Ольга разбудила Сашу и, волнуясь, боясь, как бы шепот и свет не обеспокоили кого-нибудь, прочла ей письмо два раза. Потом обе они спустились по темной смрадной лестнице и вышли из дому. В открытые настежь окна видно было, как в прачечной гладили; и за воротами стояли две прачки с папиросками. Ольга и Саша быстро шли по улице и говорили о том, что хорошо бы скопить два рубля и послать их в деревню: один рублик Марье, а за другой отслужить панихиду на могилке Николая.

— Ах, натерпелась я давеча страху! — рассказывала Ольга, всплескивая руками. — Только что сели обедать, касатка, вдруг откуда ни возьмись, Кирьяк — пьяный-распьяный! «Давай, говорит, Ольга, денег!» И кричит, и ногами топочет — давай и все тут. А где я возьму? Жалованья не получаю, сама живу подаяньем, что дадут хорошие господа, тем и богата… Слушать не хочет — давай! Жильцы из номеров глядят, хозяин пришел — чистое наказанье, срам! Выпросила у студентов тридцать копеек, дала ему. Ушел… И целый день потом хожу и шепчу: «Смягчи, господи, его сердце!» Так и шепчу.

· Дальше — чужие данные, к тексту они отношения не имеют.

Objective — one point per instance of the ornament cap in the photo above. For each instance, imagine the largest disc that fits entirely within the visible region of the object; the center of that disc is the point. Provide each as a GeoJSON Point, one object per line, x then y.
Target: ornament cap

На улицах было тихо; изредка проезжали ночные извозчики, да где-то далеко, должно быть, в увеселительном саду еще играла музыка и глухо трещали ракеты.

Примечания

[править]
  1. Черновой автограф хранится в ЦГАЛИ и представляет собой два листа 21×30 см. Первый из них исписан лишь с одной стороны, а на обороте — черновик письма Чехова к А. Ф. Марксу от 9 августа 1900 года. Второй лист исписан с обеих сторон. Рукопись носит многочисленные следы творческой работы Чехова. Многие слова и фразы зачеркнуты густо, так что не просматриваются, особенно на местах бывших сгибов.
  2. Клавдия Абрамовна хаживала и на маскарады, и к Филиппову… — Д. И. Филиппов, известный московский булочник. Его магазин на Тверской привлекал много разнородного люда (см. В. А. Гиляровский, Москва и москвичи).